Kombucha is a slightly sparkling, slightly tart beverage produced by the fermentation of sweetened tea by a symbiotic culture of bacteria and yeasts, or SCOBY. Many of said bacteria and yeasts are the same species as those used in the fermentation of alcoholic drinks – beer in particular – however the function of the SCOBY is such that ethanol produced by yeast during kombucha fermentation is oxidised to acetic acid by bacteria therefore even though alcoholic fermentation takes place, the finished kombucha does not contain any significant amount of alcohol.

The fermentation of kombucha in the presence of a SCOBY also results in the formation of a new, separate SCOBY which can be used to inoculate future batches. Commercial kombucha breweries can selectively use and discard SCOBYs based on their desirable characteristics, such as low alcohol production, and cultivate a house SCOBY that perfectly suits their needs.

Eight kombuchas were presented at the tasting, four from Left Field Kombucha based in Eyemouth and four from Clever Kombucha in Glasgow. Left Field Kombucha produces a somewhat cleaner style with more of a lactic acidity and a focus on expressing the complex flavours of different types of tea. Clever Kombucha’s offerings are wilder, funkier and more focused on experimentation with the addition of fruits and spices.

  1. Left Field Yunnan Black: Earthy, as advertised. Distinctive umami, almost-mushroom like character.
  2. Left Field Sencha Green: Green apple on the nose, cooking apple and gooseberry on the palate. Somewhat sharper acidity than others from the producer. As one attendee remarked, this could serve as a good alcohol-free alternative to New Zealand or Chilean sauvignon blanc.
  3. Left Field Oolong: Floral yet faintly smoky on the nose, almost like incense. Apple blossom and a subtle herbaceousness on the palate.
  4. Left Field Darjeeling: Pours noticeably darker than the others, a striking ruby hue. White peach and fresh red berries on the nose. Slightly more tannic than the rest of the range, with white grapes and nectarine on the palate.
  5. Clever Kombucha Lemon & Lavender: A crowd favourite. Similar to Sicilian lemonade, with a touch more sharpness and a hint of zesty bitterness. The lavender is just prominent enough that there is a nice interplay with the lemon, but not so much as to be overly perfumed.
  6. Clever Kombucha Lime & Sea Salt: Again, more acetic sharpness than any of the Left Field Kombuchas. The lime is very prominent, both juice and zest. The assertiveness of the pithy, zesty bitterness is such that the overall flavour profile is akin to a Gin & Tonic. Exceedingly refreshing.
  7. Clever Kombucha Ginger: Ginger. GINGER. Like eating raw stem ginger with the skin still on. Very firey. Somewhat divisive among attendees but certainly fascinating and unique.
  8. Clever Kombucha X Dear Green Coffee: Very curious interplay of flavours between black tea and coffee. Somewhat earthy with herbaceous notes and 85%+ dark chocolate.

All these kombucha are available to purchase from the St Andrews shop.

Most of the guests had never had the opportunity to try kombucha before this tasting and many were surprised at the variety and complexity of flavours the drink could offer.

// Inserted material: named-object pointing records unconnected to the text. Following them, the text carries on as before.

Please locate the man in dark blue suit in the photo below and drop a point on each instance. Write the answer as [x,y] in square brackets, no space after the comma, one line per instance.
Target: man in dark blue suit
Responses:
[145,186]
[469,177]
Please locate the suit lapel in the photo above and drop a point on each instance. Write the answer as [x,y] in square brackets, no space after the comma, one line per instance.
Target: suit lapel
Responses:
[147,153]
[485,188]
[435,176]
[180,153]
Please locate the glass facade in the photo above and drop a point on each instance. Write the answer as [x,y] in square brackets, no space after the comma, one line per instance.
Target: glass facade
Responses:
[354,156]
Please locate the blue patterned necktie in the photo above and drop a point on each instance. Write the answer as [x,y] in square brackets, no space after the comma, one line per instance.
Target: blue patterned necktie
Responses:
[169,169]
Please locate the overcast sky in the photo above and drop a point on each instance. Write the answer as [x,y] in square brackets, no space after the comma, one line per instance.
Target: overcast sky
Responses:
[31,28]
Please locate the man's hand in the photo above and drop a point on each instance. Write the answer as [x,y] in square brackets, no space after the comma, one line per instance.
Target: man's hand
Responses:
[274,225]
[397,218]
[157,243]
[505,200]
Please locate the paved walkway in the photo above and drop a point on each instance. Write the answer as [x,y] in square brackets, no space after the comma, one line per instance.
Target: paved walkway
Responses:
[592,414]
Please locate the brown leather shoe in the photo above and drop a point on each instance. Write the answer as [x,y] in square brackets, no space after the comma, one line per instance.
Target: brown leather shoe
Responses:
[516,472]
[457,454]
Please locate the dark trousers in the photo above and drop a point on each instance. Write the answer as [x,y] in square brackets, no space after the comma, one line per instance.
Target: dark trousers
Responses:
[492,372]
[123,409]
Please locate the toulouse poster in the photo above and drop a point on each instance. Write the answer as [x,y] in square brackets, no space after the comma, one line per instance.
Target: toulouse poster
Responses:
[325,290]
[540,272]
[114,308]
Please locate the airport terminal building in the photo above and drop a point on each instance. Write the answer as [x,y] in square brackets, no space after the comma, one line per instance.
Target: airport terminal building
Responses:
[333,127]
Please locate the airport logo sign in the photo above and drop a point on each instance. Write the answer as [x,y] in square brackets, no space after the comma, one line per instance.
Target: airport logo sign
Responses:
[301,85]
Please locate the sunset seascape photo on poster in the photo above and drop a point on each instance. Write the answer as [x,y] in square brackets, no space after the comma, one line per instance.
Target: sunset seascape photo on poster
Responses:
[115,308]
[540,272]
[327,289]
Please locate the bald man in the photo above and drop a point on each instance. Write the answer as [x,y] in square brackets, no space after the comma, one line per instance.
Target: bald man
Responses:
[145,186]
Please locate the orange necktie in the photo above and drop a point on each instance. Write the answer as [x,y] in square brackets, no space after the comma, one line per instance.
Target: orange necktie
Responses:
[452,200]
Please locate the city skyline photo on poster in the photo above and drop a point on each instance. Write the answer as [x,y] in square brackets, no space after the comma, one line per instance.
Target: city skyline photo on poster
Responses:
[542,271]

The prevailing preconception of kombucha seems to be as a drink that only appears in health food shops and hipster farmers markets but, with more independent shops and even supermarkets now stocking kombucha, it has become more accessible. Several attendees commented on kombucha’s suitability as an alcohol alternative and, as purveyors of fine drinks of every kind, we are inclined to agree and feel that this drink has a natural place on our shelves!